Samsung Electronicsの第5世代高帯域幅メモリ(HBM3E)チップが、NVIDIAのAIプロセッサ向け品質検査を通過したことがReutersによって報じられている。これにより、AIチップ市場における競争が新たな局面を迎えることになるかもしれない。
HBM3Eが認証を通過したと報じられSamsungの株価は上昇
Samsungの開発する8層構造のHBM3Eチップが、NVIDIAのデータセンター製品向けテストを通過したことが確認された。これにより、SamsungはNVIDIAのGPUやAIアクセラレータ向けに高帯域幅メモリチップを供給できる立場を確立した。両社間の正式な供給契約はまだ締結されていないものの、複数の情報筋によると、2024年第4四半期からSamsungがNVIDIAにHBM3Eチップの供給を開始する見込みだという。

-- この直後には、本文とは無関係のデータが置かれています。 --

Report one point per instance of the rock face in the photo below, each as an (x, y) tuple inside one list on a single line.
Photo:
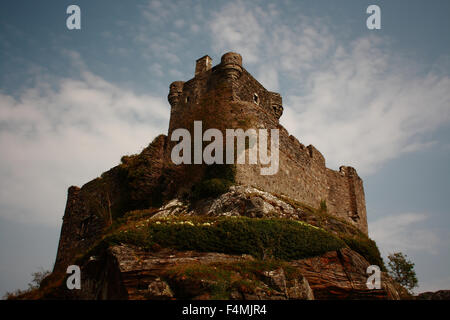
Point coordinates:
[(342, 275), (149, 186), (254, 203), (127, 272)]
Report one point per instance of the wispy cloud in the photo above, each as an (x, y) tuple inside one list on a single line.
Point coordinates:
[(67, 132), (359, 104)]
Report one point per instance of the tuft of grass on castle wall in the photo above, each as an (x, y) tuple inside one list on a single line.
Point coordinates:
[(261, 238)]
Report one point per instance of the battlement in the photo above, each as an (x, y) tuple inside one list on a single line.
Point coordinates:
[(226, 96)]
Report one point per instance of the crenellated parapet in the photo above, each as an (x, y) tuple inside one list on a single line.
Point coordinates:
[(175, 92)]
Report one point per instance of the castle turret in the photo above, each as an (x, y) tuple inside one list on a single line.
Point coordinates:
[(175, 91), (276, 103), (203, 64), (231, 63)]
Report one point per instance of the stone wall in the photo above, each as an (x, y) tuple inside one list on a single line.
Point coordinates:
[(227, 96)]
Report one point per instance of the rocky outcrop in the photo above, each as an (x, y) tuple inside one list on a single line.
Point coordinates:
[(342, 275), (437, 295), (254, 203), (127, 272)]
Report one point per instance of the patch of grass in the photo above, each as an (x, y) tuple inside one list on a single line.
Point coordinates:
[(261, 238), (365, 247)]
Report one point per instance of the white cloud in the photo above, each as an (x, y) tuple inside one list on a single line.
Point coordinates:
[(363, 109), (64, 133), (360, 105), (404, 232)]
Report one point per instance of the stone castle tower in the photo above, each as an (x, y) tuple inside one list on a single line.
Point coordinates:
[(225, 96)]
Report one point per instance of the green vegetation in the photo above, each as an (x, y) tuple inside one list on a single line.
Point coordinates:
[(402, 270), (365, 247), (261, 238)]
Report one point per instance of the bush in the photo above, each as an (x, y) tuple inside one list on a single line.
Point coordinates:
[(401, 269), (262, 238), (365, 247)]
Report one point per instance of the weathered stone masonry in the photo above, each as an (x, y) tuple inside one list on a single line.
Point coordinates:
[(225, 96)]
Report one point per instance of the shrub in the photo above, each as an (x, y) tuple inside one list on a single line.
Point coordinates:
[(365, 247)]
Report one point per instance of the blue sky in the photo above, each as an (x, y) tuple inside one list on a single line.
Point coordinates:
[(73, 102)]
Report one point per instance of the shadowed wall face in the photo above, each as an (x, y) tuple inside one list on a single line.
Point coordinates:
[(227, 96)]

HBM3Eチップの性能向上は注目に値する。従来のHBM3と比較して、メモリ速度を6.4Gb/sから9.6Gb/sに向上させ、メモリ帯域幅を819GB/sから1200GB/s以上に増加させる。この性能向上により、AI、機械学習、データ分析などの高度な処理を要するワークロードにおいて、より高いパフォーマンスと効率性が期待できる。
しかし、競争は激しさを増している。SamsungのライバルであるSK hynixは既に一歩先を行っており、12層のHBM3Eチップの出荷を開始している。SK hynixは2024年第3四半期の需要を完全に確保していると主張し、5月には80%という目標歩留まりを予想よりも早く達成した。現在、SK hynixはNVIDIAの現行H200および次世代Blackwell B100 GPU向けにHBM3Eチップを供給している。

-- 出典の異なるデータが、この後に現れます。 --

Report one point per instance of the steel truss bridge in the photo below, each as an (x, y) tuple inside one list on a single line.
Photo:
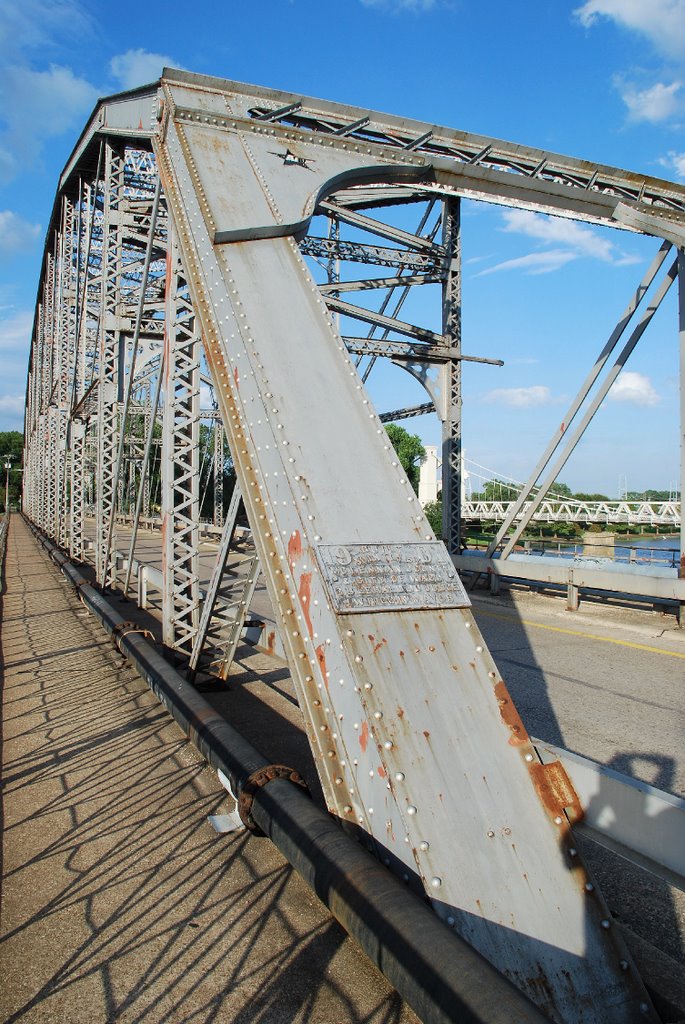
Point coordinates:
[(224, 267), (633, 513)]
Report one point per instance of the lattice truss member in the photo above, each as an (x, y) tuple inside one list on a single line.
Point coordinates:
[(226, 270)]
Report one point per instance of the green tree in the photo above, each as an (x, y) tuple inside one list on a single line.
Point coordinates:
[(410, 452), (500, 491), (433, 512), (11, 450), (559, 489)]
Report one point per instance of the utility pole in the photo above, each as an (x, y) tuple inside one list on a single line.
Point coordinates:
[(8, 466)]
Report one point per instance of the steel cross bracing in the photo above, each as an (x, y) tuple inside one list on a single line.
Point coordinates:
[(416, 739)]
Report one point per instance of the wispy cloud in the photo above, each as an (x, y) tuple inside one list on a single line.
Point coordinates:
[(398, 6), (37, 105), (32, 25), (661, 22), (520, 397), (544, 262), (635, 388), (583, 240), (139, 67), (571, 241), (674, 162), (16, 235), (655, 103)]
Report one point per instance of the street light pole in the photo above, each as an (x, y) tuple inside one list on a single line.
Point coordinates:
[(8, 466)]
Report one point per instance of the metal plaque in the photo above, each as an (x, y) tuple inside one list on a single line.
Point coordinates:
[(390, 577)]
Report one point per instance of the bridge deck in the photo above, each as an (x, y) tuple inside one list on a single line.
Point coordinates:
[(119, 902)]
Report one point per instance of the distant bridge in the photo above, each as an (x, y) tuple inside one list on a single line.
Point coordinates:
[(610, 513)]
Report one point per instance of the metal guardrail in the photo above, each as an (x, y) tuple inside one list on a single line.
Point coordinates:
[(4, 526)]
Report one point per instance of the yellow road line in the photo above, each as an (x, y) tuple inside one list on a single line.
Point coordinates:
[(579, 633)]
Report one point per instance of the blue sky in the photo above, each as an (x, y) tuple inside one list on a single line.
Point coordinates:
[(599, 79)]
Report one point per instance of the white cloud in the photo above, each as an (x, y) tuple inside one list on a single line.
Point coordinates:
[(138, 68), (543, 262), (520, 397), (576, 240), (29, 25), (15, 233), (674, 162), (661, 22), (560, 231), (36, 105), (47, 101), (396, 6), (658, 102), (635, 388)]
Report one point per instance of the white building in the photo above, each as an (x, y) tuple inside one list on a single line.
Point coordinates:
[(430, 479)]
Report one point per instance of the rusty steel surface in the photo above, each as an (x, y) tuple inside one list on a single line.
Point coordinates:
[(418, 744), (404, 719), (254, 782)]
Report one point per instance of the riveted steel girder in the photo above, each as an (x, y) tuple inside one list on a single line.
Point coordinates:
[(415, 735), (417, 741)]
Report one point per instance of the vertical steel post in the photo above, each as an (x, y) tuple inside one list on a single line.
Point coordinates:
[(218, 472), (108, 358), (451, 374), (180, 461), (681, 325)]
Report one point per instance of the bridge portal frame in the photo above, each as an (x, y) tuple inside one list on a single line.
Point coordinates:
[(362, 160)]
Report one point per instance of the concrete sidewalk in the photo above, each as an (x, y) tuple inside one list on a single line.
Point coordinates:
[(119, 901)]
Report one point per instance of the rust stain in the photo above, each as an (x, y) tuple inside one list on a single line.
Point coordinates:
[(304, 594), (555, 790), (320, 657), (510, 716), (294, 548)]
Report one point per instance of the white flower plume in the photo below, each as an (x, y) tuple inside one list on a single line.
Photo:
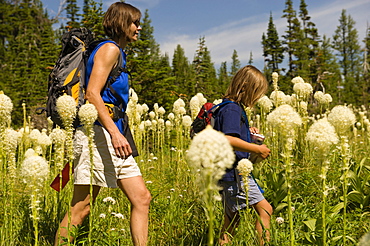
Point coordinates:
[(66, 108), (285, 119), (265, 104), (35, 169), (321, 134), (210, 154), (6, 107), (88, 114), (342, 118), (245, 167)]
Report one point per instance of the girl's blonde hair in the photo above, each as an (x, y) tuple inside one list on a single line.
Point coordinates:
[(247, 86), (118, 19)]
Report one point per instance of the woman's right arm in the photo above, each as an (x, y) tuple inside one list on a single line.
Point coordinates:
[(104, 60), (241, 145)]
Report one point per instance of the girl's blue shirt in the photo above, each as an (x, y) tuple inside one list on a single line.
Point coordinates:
[(121, 85), (229, 120)]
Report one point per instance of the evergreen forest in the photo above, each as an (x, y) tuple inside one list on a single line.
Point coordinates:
[(30, 44)]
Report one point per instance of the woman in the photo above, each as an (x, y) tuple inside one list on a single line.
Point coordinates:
[(114, 164), (246, 87)]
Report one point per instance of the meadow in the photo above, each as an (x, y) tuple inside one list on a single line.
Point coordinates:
[(317, 177)]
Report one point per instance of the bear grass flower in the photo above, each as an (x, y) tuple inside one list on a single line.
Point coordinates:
[(245, 167), (66, 108), (35, 169), (194, 106), (285, 119), (109, 199), (186, 121), (265, 104), (275, 78), (342, 118), (210, 153), (303, 90), (6, 107), (88, 114), (58, 136), (321, 135), (278, 98)]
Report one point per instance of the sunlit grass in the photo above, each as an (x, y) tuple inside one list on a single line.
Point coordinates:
[(316, 211)]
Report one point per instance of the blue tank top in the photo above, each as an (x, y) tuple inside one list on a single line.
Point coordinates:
[(120, 85)]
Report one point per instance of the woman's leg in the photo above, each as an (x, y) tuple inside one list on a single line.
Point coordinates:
[(264, 211), (139, 196), (80, 209)]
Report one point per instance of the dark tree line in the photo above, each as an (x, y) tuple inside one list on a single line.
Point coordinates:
[(29, 46), (338, 64)]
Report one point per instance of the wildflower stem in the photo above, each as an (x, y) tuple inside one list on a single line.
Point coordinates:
[(288, 171), (324, 195)]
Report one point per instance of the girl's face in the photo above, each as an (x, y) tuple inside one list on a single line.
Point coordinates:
[(135, 28)]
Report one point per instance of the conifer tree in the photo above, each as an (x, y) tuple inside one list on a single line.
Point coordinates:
[(150, 71), (235, 63), (29, 55), (272, 48), (73, 16), (366, 69), (290, 15), (92, 17), (250, 61), (205, 74), (307, 50), (182, 70), (328, 71), (223, 78), (345, 42)]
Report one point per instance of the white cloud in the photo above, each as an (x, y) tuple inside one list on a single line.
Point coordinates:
[(245, 35)]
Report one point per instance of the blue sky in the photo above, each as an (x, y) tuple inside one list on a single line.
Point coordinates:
[(233, 24)]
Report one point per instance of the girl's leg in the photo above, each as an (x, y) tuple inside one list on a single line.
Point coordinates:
[(264, 211), (80, 209), (139, 196), (231, 222)]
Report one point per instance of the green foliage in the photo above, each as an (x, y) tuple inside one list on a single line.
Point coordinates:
[(92, 17), (345, 42), (272, 48), (205, 74)]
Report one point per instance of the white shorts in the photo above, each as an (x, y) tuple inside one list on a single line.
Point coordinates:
[(108, 168)]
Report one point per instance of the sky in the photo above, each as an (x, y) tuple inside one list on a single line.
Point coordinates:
[(229, 25)]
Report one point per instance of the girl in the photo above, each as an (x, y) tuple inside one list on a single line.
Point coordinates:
[(246, 87), (114, 164)]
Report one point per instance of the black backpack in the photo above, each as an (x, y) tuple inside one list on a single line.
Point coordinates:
[(205, 117), (68, 74)]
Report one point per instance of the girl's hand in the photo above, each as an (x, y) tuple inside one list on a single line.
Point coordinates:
[(121, 146), (264, 152), (254, 130)]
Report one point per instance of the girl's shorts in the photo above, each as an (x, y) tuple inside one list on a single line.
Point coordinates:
[(108, 168), (234, 197)]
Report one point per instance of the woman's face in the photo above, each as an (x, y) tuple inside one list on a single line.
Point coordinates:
[(135, 28)]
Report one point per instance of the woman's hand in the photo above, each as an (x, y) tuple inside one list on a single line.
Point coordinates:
[(264, 152), (121, 146), (254, 130)]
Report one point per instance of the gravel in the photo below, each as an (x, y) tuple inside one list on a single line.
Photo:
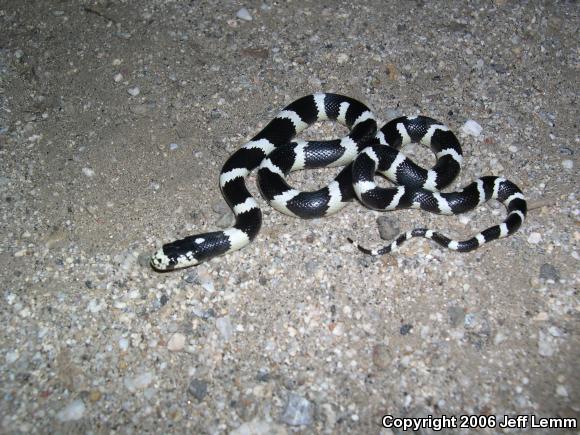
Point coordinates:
[(115, 119)]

この状況について、SemiAnalysisの創設者Dylan Patel氏は「Samsungはまだ追いつこうとしている段階だ」と分析している。しかし、HBM市場全体の急速な拡大を考慮すると、Samsungの立ち位置はそれほど悲観的ではない。SK hynixの予測によると、HBM市場は2027年まで年率82%で成長すると見込まれている。さらに、2024年第4四半期までにHBM3Eが全HBMチップ販売の60%を占めるようになると予想されている。
Samsungの今回の成果は、同社が直面していた技術的課題を克服したことを示している。以前の報道では、SamsungのHBM3EチップがNVIDIAのテストに合格できなかった理由として、発熱や消費電力の問題が指摘されていた。しかし、Samsungはこれらの問題を否定し、HBM3Eの設計を見直すことで、AIプロセッサが要求する電力効率と優れた熱特性を実現したという。
HBM市場には、Samsung、SK hynix、Micronの3社の主要メーカーが存在する。MicronもNVIDIAにHBM3Eチップを供給することを発表しており、競争は一層激化している。この状況下で、SamsungのHBM3E認証取得は同社にとって重要なマイルストーンとなる。
今後の展開として注目されるのは、Samsungの12層HBM3Eチップの開発状況だ。現時点では、この12層版はまだNVIDIAのテストを通過していない。また、NVIDIAとの正式な供給契約の締結も待たれている。これらの進展如何によっては、AI半導体市場の勢力図が大きく変わる可能性があるだろう。